What happens when community members aren’t involved?
If community members and environmental groups are not involved, undesirable results will be ignored or only receive lip service. Also, agriculture will take all the water and there will be none left for economic and community development. In the Scott, Coho will go extinct and Chinook salmon will survive only at low numbers. In the Smith, workers and others will have to drink polluted and dangerous groundwater.
What are the steps that would lead to Coho going extinct and Chinook salmon surviving at low numbers?
Failure to meet the adjudicated flows for fish and failure of the North Coast Regional Water Quality Control Board (NCRWQCB) to effectively regulate agriculture under the Clean Water Act will mean the runs will continue at severely depressed numbers of spawners and/or continue to decline.
In those circumstances, scientists tell us, there's a good chance a "stochastic event" (say a very severe drought for five years) will result in extinction. Scientists talk of functional extinction as well whereby a species exists at very low numbers but hangs on only with help from humans.
In the case of the Smith, what steps would lead to the groundwater becoming polluted and dangerous?
The groundwater is already polluted and dangerous and has been so for quite a while. It is the continued failure on the part of the NCRWQCB to adequately regulate lily bulb growing and animal agriculture on lands adjacent to the Estuary which threatens both people and aquatic species. The groundwater discharges into the estuary via springs and sloughs. There are endangered Tidewater goby in that estuary.
How are groundwater and surface water connected in these two streamflows?

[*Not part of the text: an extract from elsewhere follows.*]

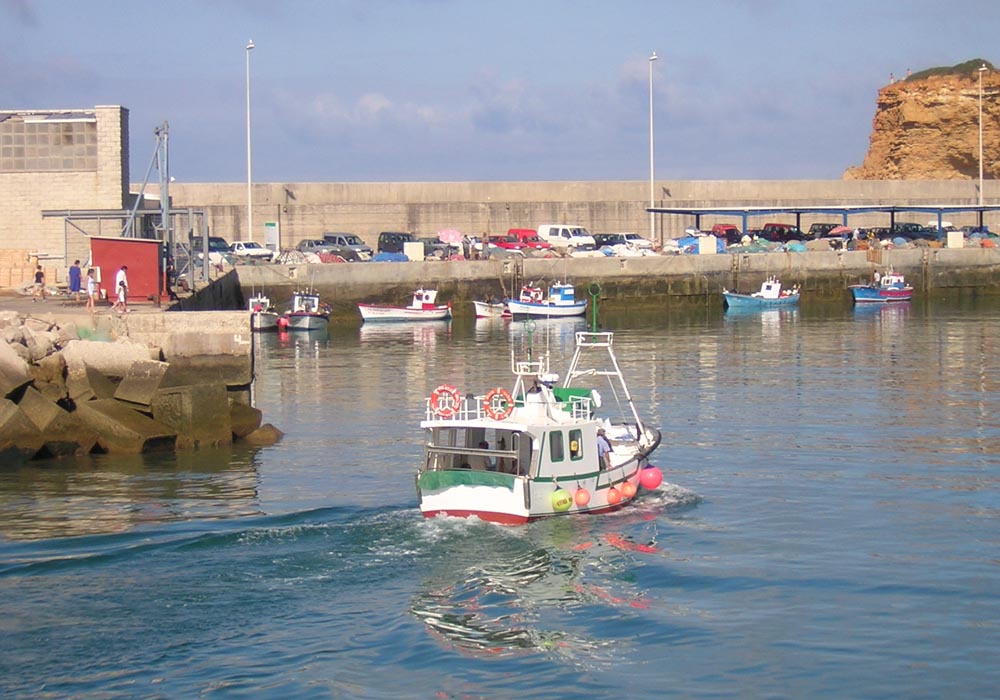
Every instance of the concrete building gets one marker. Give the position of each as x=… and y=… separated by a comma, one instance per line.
x=70, y=159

Groundwater and surface water are very closely connected in the Scott Valley, where there is annual recharge from the mountains that sustains flows via springs until groundwater extraction dewaters those springs. On the other hand, tributaries are dewatered via surface diversions. The combination dewaters Scott River and the periods of dewatering are getting longer and longer.

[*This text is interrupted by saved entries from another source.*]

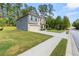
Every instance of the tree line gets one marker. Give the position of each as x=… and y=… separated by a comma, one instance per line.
x=10, y=12
x=58, y=23
x=76, y=24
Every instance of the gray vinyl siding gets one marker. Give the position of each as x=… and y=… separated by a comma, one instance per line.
x=22, y=24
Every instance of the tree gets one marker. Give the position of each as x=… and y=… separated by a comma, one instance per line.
x=58, y=22
x=2, y=7
x=43, y=10
x=49, y=22
x=50, y=9
x=76, y=24
x=66, y=22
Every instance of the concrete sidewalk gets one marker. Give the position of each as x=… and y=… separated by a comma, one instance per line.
x=45, y=48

I would say the groundwater in the Smith is more of a threat to humans (workers and residents) than to fish; on the other hand, the surface waters are more a threat to aquatic species in the streams, sloughs and estuary.
What are examples of things you advocate for as an environmentalist that would prevent these adverse outcomes in the Smith and the Scott?
On the Scott there are two basic levels:
1. The State Water Resources Board needs to address streamflow issues by: enforcing the Scott River Adjudication water right for fish (which should but will not get the entire need filled) and asserting the public trust doctrine and reasonable use provisions of the California constitution to meet Scott Flow Criteria developed by Cal Fish and Wildlife.
2. The NCRWQCB (California North Coast Regional Water Quality Control Board) needs to effectively regulate agriculture, including adequately implementing the State Water Board's non-point source and enforcement policies and Scott-specific provisions of the Basin Plan.
The SGMA Groundwater Planning process is our last chance to address the streamflow issue.
On the Smith River Plain (what they call one side of the estuary area) there are legacy problems with chemicals in groundwater that perhaps can not be fixed anytime soon. However, most of the problems with chemical/pesticide/heavy metals contamination in ground and surface water can be controlled if the NCRWQCB would adequately regulate lily bulb growing and animal agriculture. Some of the specific practices for which I advocate are: 1. adequate no-spray buffers and animal exclusion buffers on all watercourses and ditches leading to watercourses. 2. Ongoing wind monitoring to assure that pesticides are not sprayed when the label says the wind is blowing too hard. 3. More robust monitoring of surface and groundwater. 4. Controlling irrigation run-off and, if necessary, treating that water before discharge to surface or groundwater.